The Justice Committee found failings arose in the “application of disclosure by police officers and prosecutors on the ground” and recommended a shift in culture towards viewing the process as a “core justice duty” rather than an “administrative add-on”.
Its report said the Government must consider whether funding is sufficient, with delayed or collapsed trials putting a further strain on tight resources.
The Attorney General is conducting a review of disclosure, while a raft of measures are being brought in, including a National Disclosure Improvement Plan.
Neill said: “The proliferation of electronic evidence makes disclosure ever more challenging, and we need the right skills, technology, resources and guidelines, to resolve this once and for all.
“The failings are symptomatic of a system under immense strain: without change, we cannot expect the public to have confidence in the criminal justice system.
“We welcome the National Disclosure Improvement Plan, and particularly the commitment of senior police officers we spoke to, and we look forward to reading the Attorney General’s review, but these must deliver much needed improvement.
“There have been too many reviews of disclosure that have not resulted in real change.”
Responding to the report, Saunders said: “I have been very clear that addressing the long-standing problems in managing disclosure across the criminal justice system is my top priority.
“There is an unprecedented focus on finding solutions, and extensive action has been under way over the past year to bring about the necessary change not just in how cases are handled, but in the wider culture within the CPS and policing.
“The National Disclosure Improvement Plan, published jointly with the police in January, is already having a positive effect.
“This is not a quick fix.
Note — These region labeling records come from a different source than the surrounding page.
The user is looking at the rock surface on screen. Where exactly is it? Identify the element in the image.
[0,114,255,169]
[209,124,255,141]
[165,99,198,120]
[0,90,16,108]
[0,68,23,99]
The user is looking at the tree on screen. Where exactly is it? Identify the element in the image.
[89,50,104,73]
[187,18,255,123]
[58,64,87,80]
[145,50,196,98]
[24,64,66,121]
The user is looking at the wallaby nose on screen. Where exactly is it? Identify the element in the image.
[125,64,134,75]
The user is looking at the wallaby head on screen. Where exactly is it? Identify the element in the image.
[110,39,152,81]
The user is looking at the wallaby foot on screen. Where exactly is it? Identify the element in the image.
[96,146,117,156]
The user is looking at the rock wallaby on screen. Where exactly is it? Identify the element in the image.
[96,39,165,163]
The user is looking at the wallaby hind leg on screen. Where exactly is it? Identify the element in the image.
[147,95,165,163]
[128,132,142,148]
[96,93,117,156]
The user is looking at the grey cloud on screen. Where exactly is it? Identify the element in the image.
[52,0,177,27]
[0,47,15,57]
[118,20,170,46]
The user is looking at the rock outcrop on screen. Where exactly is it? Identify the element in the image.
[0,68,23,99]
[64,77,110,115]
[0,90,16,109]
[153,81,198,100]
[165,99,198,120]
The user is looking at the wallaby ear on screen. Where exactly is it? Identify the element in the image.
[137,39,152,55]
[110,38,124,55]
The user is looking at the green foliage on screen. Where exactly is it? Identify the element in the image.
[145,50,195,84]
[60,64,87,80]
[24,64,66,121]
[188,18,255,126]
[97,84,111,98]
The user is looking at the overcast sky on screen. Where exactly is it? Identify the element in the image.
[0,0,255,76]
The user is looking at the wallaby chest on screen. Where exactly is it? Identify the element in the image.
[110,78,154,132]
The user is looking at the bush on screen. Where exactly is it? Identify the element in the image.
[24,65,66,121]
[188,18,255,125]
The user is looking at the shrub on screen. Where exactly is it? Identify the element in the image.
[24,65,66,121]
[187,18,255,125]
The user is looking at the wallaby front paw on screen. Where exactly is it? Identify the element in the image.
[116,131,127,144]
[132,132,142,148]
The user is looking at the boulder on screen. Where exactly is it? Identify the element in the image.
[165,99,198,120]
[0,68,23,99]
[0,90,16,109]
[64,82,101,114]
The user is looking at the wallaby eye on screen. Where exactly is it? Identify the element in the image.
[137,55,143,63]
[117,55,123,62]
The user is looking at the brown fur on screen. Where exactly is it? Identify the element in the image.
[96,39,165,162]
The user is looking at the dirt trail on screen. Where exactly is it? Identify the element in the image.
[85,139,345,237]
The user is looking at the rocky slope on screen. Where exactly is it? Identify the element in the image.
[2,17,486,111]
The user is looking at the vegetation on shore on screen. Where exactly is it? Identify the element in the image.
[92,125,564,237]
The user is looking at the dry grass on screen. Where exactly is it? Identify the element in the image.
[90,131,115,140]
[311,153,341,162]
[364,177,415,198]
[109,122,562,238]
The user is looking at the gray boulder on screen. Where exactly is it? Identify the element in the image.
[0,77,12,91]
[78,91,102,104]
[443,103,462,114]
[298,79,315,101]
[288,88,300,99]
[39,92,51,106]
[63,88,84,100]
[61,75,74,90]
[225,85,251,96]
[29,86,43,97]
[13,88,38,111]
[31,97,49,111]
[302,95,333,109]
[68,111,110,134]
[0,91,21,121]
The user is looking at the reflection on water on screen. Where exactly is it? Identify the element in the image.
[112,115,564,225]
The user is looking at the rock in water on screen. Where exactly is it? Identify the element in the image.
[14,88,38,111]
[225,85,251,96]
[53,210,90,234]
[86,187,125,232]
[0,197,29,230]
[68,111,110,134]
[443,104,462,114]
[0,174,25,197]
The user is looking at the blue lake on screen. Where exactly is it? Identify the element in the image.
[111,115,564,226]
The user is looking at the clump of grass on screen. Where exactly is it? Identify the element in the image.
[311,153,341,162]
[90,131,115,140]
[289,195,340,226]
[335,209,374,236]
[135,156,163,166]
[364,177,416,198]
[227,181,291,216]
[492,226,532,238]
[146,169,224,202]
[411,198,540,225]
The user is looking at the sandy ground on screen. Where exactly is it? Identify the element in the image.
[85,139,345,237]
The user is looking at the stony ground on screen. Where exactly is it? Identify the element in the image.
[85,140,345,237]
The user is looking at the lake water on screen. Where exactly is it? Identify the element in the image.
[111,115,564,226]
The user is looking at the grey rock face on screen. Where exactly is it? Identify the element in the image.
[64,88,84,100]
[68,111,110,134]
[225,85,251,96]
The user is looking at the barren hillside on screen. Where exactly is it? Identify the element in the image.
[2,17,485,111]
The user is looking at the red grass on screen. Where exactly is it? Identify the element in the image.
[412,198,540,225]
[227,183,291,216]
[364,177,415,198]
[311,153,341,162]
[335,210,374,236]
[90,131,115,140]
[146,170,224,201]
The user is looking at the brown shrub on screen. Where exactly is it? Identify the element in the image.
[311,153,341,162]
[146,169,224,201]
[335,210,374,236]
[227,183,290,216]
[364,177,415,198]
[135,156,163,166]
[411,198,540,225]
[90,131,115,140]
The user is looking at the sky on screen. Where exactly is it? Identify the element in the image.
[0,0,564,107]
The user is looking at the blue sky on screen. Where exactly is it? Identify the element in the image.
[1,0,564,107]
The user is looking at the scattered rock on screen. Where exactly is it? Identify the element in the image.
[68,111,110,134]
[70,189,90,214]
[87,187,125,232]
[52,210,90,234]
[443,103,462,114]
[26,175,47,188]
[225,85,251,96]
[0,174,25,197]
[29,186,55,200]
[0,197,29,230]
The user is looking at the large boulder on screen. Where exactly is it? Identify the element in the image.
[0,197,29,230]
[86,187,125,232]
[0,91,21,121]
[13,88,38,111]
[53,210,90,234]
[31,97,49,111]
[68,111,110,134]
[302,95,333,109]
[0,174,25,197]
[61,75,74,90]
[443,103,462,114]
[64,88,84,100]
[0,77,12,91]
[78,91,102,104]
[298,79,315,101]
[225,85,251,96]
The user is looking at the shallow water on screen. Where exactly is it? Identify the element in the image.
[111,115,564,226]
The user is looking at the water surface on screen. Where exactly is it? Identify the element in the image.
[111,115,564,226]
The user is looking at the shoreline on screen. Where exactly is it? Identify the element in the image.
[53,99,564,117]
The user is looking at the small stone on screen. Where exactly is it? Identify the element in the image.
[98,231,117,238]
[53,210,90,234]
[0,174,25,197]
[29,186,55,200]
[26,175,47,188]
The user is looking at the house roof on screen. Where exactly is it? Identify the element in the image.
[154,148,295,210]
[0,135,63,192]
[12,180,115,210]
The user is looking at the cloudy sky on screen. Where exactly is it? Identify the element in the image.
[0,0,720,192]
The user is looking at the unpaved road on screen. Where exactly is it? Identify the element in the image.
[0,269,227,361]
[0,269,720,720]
We will evaluate the measures taken, and agree further commitments to ensure there is continuous improvement.
“We will consider carefully the findings and recommendations of the Justice Select Committee.”
The National Police Chiefs’ Council’s lead for criminal justice, Chief Constable Nick Ephgrave, added: “We have found the Director of Public Prosecutions to be fully aware of the extent and seriousness of the disclosure failures and fully committed to working with us to drive the changes that are needed across the whole system.”